Mr Cox said: “Creating conditions that stimulate innovation, investment and employment has got to be the primary objective of any government’s tax regime.
“Our Middle Market and SME clients are broadly pleased with the direction of travel in UK legislation: they don’t want headline grabbing initiatives – certainty and the rather dull lessening of the burden is what they’re after. So the message to the Chancellor is to focus on improving and simplifying.”
He said : “From April, the corporation tax rate for businesses across the board will be 20 per cent ; the lowest in the G20. This not only encourages investment and employment but, in matching large and small company tax there will also be welcome consistency, so I am keen to see this take effect.
“A greater commitment to capital investment would be welcomed by the many businesses with growth on their agenda. An extension to the 100 per cent tax relief on plant and machinery spending of up to £500,000, which is due to expire at the end of this year, would be a positive move.
“Meanwhile, those bold enough to expand or upgrade into a new property should get even more relief. It’s currently rare for building costs to secure relief unless the spend is on property in an enterprise zone or a designated area.
“On the subject of property; if the Chancellor were to build on the Autumn Statement’s rate relief easing and discounting while the structural review takes place, there would be cheers from some high street businesses.”
Jonathan Boyers, head of Enterprise for KPMG in the North, called for simpler access to funding.
He said: “We are seeing a maze of funding options that entrepreneurs must navigate in order to access much needed finance in the right form for their business. In fact, according to our recent survey of small and medium businesses, a surprising 70 per cent have not used any of the government reliefs available to them.
“This suggests, not that help funding growth isn’t welcome, but that it’s too much of an uphill battle for a busy entrepreneur to track down and secure the best initiative for helping to boost their business.
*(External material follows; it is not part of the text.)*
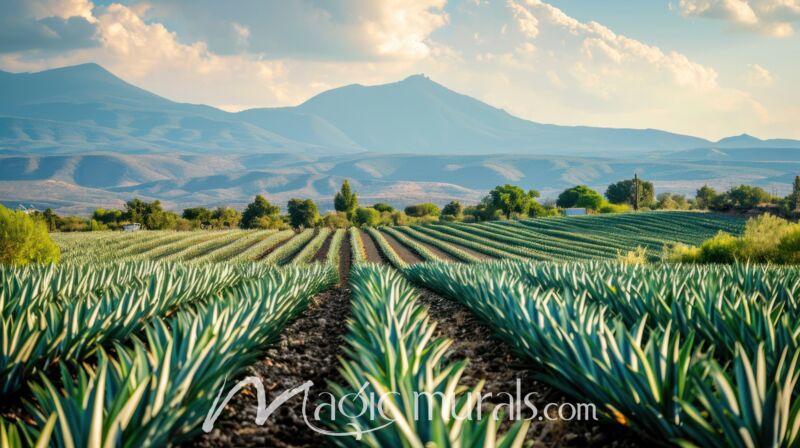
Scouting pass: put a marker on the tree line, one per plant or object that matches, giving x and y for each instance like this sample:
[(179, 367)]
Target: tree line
[(503, 202)]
Any simplification of the process of accessing alternative finance will be well received by those running our regional companies.”
Noam Handler, tax partner at EY in the North West comments: “The election is just 50 days away from the day of the Budget, but despite current political sensitivities we should still expect to see the announcement of a few targeted measures.
“For example, we can expect some relief for the North Sea industry in the form of lower corporation tax for those companies investing in the UK. The Chancellor may also choose to press ahead with a further increase in the tax free personal allowance or use the Budget to provide details around the reform of business rates.”